Anyone picking up The Life You Want seeking easily digestible guidance on how to meet life's challenges is in for something of a surprise. In these seven concise, erudite, but frequently dense essays, British psychoanalyst Adam Phillips (On Wanting to Change) is less interested in dispensing advice about how to do that than he is in plumbing some of the depths of human consciousness explored by Sigmund Freud, his followers, and his critics.

Beginning with the opening essay, "On Getting the Life You Want," Phillips introduces the book's central theme: the contrast between Freud's theory of the unconscious, a "different, alien, unlearned, instinct-driven form of thinking," and the "certainly novel" view that American pragmatist philosopher Richard Rorty espoused. Rorty, as Phillips characterizes his view, describes the unconscious (or as he calls it, "unconscious selves") as "potentially good company, a group of selves more than able to keep our best interests in mind. Really useful, helpful and informed."
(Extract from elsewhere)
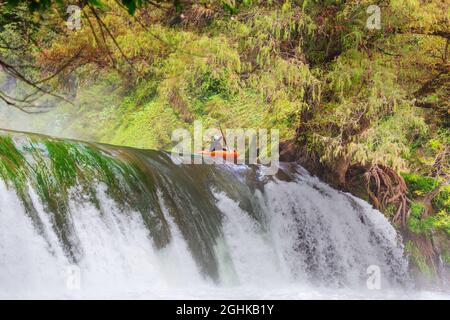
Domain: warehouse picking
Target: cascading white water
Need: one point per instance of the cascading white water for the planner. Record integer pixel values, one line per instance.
(290, 238)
Phillips returns to this theme in the essay "On Not Being Taught," where he writes most accessibly about the book's ostensible subject. In it, he expands his investigation to focus on the work of prominent British pediatrician and psychoanalyst Donald Winnicott, best known for his theory of "good enough" parenting, and the subject of one of Phillips's earlier books. After discussing Winnicott's affinity for Freud's determinism, he nonetheless recognizes a commonality with Rorty, as "both describe us as picking out and pulling out of this tangle, this chaos, what matters to us, what works for us, what we find ourselves affected by in the cultural fields that we find ourselves in." That view contrasts with the psychoanalytic perspective that "believes in the unconscious, instinctual life and the Oedipus complex, and therefore has a greatly attenuated sense of human agency, all underwritten by an ineluctable biological determinism and a consequent belief in objective scientific truth."
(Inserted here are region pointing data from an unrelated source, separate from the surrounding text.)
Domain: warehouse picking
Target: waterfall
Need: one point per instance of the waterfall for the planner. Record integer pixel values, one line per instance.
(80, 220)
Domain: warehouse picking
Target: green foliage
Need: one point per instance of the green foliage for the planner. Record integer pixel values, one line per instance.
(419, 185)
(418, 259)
The Life You Want clearly presumes a grounding in psychoanalytic theory and might have benefited from some explanatory notes and a list of titles for further reading to provide help for those not already versed in the concepts and controversies Phillips addresses. That includes his frequent references to some of the lesser known psychoanalysts (at least to general readers) like Jean Laplanche and Sándor Ferenczi whose work he alludes to. Though it's likely to be a challenging undertaking, anyone interested in taking a deep dive into theories of the unconscious and its impact on how we live our lives will find it intriguing and may be inspired to go further in their own investigation. ---Harvey Freedenberg, freelance reviewer

Shelf Talker: In seven challenging essays, psychoanalyst Adam Phillips contrasts Freudian psychoanalysis and Rortyan pragmatism in describing the formation of human identity.